American air-cooled aircraft piston engine designed in the mid-1940s

The Franklin O-805 (company designation 12AC) was an American air-cooled aircraft piston engine, designed in the mid-1940s and was to be used in radio-controlled pilotless drones that were to be guided from an accompanying control plane. Due to project requirement changes and cancellations the engine was not produced.

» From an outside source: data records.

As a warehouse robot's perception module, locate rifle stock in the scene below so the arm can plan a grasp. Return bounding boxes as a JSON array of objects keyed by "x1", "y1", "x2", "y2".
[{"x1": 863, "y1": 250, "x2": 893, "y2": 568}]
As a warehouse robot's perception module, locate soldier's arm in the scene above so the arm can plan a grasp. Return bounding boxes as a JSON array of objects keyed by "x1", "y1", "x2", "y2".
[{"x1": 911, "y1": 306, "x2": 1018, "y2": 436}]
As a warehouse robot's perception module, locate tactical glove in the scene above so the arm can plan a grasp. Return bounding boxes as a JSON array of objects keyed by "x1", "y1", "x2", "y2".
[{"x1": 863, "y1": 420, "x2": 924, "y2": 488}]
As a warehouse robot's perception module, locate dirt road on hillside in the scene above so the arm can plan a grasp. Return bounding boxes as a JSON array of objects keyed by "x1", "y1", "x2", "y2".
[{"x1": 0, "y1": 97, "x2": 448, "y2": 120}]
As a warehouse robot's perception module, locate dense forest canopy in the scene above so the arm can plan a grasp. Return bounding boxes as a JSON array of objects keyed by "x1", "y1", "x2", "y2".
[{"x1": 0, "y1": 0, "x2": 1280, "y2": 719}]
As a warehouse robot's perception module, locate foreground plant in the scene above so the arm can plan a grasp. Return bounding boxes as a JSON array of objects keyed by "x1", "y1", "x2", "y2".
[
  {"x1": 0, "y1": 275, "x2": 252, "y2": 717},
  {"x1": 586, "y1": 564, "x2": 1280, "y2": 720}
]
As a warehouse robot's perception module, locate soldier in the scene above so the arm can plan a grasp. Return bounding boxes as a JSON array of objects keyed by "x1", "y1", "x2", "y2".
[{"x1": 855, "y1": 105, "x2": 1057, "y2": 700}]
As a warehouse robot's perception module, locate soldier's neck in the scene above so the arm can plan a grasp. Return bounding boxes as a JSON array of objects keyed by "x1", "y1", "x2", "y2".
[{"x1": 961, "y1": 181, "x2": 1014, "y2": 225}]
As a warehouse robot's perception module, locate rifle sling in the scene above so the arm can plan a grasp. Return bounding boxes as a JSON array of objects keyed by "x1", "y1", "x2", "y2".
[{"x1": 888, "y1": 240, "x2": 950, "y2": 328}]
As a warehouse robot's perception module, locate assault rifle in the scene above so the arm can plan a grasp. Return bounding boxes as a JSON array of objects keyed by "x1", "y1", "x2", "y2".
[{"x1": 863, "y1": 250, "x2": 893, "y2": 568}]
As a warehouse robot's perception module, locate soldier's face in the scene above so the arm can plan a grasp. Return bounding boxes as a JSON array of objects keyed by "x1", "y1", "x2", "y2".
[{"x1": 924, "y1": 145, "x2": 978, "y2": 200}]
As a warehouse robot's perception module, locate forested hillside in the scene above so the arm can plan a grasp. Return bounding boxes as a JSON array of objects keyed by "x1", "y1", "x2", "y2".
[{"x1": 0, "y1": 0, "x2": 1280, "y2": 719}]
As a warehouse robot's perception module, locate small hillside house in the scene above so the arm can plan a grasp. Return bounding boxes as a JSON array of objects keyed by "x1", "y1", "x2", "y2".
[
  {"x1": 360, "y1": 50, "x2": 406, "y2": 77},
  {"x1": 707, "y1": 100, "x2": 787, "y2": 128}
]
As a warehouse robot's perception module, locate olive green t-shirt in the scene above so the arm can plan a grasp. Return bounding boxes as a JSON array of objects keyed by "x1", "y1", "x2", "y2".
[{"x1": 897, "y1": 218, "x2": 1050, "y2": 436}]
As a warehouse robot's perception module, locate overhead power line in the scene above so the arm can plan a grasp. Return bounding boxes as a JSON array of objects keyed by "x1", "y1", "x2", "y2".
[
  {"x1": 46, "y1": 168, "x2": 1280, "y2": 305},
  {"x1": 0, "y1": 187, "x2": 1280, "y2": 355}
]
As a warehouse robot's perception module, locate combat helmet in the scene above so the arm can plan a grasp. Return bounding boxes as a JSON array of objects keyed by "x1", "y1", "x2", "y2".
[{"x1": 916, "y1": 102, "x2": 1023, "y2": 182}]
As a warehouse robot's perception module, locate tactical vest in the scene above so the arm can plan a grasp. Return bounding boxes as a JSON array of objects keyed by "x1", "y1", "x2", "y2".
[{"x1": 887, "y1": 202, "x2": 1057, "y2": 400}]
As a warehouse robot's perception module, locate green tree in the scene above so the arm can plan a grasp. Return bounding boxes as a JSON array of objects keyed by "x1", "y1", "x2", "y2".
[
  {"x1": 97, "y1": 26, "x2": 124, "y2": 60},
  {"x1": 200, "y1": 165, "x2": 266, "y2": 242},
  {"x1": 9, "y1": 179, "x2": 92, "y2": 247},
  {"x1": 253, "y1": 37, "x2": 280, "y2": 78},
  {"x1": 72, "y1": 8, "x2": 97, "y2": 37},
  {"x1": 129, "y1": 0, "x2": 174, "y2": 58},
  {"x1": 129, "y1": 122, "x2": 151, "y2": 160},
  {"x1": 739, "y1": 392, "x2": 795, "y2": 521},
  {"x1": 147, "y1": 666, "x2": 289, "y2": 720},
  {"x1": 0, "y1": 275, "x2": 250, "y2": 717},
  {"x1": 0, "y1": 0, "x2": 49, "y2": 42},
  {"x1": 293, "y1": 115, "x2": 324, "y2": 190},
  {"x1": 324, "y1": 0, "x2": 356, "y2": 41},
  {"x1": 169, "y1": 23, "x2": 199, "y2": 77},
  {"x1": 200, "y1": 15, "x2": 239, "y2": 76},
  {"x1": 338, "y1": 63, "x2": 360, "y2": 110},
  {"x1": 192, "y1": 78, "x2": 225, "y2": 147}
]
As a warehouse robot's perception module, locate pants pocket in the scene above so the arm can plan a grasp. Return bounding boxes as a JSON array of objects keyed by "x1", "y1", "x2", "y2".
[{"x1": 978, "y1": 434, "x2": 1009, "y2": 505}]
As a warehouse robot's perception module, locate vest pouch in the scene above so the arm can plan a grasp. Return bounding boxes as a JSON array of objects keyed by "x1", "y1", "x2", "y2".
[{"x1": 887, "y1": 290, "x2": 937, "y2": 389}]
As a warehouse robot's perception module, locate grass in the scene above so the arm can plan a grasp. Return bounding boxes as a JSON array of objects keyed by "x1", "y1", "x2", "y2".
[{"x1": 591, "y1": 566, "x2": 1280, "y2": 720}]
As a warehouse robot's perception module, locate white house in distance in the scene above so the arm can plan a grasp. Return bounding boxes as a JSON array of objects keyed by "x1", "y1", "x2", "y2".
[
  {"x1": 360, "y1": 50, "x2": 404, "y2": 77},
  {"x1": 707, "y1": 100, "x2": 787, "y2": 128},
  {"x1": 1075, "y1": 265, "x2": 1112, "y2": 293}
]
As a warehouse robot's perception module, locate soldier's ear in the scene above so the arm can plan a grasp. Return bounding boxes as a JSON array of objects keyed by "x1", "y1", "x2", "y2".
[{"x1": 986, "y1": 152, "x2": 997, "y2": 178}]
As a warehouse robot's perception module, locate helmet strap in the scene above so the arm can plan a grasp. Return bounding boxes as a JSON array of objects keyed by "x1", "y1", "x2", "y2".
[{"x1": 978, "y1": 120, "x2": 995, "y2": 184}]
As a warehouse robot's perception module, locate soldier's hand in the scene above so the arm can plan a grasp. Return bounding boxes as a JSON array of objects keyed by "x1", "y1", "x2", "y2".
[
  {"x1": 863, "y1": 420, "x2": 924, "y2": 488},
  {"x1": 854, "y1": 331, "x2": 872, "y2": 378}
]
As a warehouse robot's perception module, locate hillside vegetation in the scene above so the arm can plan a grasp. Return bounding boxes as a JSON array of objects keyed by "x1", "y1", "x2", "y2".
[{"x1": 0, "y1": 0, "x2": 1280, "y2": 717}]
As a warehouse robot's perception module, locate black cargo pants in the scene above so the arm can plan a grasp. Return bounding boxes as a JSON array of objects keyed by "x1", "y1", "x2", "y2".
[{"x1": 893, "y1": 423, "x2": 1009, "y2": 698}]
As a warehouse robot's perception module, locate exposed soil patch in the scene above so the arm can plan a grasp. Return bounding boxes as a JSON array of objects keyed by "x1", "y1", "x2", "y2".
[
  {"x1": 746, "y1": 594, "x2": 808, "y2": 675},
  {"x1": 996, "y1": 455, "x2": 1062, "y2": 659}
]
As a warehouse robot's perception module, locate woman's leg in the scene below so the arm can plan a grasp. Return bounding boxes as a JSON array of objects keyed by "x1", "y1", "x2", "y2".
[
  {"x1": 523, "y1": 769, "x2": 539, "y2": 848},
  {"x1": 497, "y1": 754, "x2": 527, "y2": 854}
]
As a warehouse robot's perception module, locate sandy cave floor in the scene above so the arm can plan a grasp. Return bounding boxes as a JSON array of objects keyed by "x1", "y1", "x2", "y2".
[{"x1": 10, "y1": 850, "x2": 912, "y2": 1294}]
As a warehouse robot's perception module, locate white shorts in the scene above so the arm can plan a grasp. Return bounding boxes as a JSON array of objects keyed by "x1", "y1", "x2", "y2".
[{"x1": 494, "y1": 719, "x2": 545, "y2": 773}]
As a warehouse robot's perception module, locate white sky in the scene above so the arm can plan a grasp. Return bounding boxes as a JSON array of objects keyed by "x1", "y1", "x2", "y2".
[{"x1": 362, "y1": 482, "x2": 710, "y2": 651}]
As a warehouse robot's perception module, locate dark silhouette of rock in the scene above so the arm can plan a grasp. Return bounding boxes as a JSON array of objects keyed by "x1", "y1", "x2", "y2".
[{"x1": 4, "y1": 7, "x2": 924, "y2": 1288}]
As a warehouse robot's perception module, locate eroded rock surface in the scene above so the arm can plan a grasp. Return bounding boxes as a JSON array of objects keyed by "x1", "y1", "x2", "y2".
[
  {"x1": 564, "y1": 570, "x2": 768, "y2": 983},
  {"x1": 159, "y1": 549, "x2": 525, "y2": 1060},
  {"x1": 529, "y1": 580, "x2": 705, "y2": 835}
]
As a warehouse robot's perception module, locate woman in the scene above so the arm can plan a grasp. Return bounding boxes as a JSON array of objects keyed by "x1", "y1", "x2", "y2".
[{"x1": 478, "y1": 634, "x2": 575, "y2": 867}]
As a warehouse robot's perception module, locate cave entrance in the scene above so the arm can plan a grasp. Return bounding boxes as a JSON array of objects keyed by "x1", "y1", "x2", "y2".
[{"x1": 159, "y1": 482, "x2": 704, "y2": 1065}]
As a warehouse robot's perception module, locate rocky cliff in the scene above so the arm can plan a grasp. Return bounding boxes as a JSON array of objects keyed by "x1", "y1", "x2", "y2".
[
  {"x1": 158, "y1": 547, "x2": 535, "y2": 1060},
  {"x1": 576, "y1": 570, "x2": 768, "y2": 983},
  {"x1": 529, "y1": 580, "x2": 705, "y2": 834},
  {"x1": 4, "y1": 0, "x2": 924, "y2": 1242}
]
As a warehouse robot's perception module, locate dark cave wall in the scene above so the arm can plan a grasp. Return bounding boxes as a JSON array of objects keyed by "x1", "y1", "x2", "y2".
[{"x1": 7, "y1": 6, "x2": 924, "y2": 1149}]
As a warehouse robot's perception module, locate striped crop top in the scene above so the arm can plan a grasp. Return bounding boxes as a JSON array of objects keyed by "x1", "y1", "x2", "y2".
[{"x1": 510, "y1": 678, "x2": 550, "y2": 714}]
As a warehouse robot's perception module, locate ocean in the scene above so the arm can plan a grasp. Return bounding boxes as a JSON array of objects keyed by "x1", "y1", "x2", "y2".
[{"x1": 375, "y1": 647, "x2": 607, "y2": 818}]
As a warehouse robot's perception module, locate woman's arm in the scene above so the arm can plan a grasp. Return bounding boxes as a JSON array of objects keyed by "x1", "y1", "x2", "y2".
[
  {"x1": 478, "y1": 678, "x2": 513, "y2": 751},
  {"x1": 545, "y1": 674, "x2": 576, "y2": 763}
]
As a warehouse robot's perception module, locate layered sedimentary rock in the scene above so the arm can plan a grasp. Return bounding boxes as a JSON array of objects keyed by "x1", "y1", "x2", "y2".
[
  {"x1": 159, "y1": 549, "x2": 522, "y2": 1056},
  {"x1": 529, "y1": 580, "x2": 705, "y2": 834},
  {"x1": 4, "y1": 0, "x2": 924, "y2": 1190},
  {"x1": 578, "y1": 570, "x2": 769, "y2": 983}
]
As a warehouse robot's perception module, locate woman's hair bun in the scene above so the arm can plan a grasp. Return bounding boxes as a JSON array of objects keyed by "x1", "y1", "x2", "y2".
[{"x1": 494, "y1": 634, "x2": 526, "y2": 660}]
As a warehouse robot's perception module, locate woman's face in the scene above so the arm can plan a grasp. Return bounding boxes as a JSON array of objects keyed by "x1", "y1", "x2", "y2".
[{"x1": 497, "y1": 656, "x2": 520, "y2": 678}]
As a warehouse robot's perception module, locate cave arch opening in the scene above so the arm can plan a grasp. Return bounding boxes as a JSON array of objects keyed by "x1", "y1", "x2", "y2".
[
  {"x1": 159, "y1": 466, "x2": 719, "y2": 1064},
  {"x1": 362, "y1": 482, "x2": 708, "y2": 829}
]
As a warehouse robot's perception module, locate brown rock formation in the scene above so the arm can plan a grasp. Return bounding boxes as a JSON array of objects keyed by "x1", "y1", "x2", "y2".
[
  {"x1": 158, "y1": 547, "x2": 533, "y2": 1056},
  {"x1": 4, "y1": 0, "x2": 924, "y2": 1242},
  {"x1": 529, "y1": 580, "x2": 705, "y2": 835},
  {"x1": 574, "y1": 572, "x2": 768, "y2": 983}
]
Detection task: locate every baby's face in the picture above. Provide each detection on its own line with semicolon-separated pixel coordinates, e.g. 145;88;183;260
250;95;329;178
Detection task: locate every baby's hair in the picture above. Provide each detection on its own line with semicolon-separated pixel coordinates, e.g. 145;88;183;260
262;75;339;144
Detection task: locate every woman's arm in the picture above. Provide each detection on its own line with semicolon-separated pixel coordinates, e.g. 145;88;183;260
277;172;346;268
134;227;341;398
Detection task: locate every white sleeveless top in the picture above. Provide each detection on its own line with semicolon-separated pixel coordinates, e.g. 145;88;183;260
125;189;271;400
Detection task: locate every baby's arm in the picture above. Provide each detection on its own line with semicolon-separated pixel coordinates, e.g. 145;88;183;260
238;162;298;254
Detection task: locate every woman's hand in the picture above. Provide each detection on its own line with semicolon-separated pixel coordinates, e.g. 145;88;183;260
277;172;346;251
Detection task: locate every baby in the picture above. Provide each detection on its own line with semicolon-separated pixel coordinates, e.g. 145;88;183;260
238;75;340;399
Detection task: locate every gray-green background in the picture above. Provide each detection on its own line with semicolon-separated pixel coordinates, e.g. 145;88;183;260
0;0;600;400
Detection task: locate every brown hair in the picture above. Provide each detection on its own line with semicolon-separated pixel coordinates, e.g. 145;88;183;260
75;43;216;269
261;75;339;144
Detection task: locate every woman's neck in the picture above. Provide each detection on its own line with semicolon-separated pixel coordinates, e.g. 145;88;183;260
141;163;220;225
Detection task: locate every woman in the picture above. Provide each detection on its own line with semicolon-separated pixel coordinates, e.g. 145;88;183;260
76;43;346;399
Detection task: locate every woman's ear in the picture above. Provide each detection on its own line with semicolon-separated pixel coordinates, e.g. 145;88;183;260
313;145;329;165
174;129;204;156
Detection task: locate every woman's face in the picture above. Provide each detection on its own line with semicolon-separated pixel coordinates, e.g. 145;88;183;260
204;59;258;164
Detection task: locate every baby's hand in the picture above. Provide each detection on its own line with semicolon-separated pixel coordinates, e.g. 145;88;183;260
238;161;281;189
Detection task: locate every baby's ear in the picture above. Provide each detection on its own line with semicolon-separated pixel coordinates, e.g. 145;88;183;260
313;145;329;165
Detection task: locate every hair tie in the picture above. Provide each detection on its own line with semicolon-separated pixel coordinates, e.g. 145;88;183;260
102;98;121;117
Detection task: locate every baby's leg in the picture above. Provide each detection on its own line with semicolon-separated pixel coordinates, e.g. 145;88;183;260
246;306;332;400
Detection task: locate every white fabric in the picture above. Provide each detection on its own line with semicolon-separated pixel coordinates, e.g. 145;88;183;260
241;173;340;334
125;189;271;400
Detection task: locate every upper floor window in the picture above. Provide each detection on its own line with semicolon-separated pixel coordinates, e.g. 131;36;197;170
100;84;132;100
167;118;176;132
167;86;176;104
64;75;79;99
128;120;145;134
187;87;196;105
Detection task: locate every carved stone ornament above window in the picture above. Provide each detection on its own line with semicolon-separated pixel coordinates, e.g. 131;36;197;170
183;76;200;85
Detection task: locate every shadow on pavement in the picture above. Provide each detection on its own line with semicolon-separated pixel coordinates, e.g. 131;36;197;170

A smaller displacement 12-cylinder Franklin engine of 1941 was known as the O-595 or 12AC-596.

==Variants==
===O-805===
- 12AC-806
  450 hp0
- 12ACG-806 (XO-805-1)
  456 hp at 3,200 rpm, geared to 0.632:1.
- 12ACGSA-806 (XO-805-3 and O-805-5)
  500 hp at 3,200 rpm, supercharged and geared to 0.632:1 (XO-805-3), or to 0.587:1 (O-805-5).

===O-595===
- 12AC-596
  300 hp at 2,600 rpm

- 12ACG-596
  350 hp at 3,500 rpm

==Applications (intended)==
- Interstate XBQ-5
- Interstate XTD2R-1

==Survivors==
- There is an O-805-2 on display at the New England Air Museum, Bradley International Airport, Windsor Locks, CT
- One surfaced and was sold privately in August, 2016, on eBay for US$8500.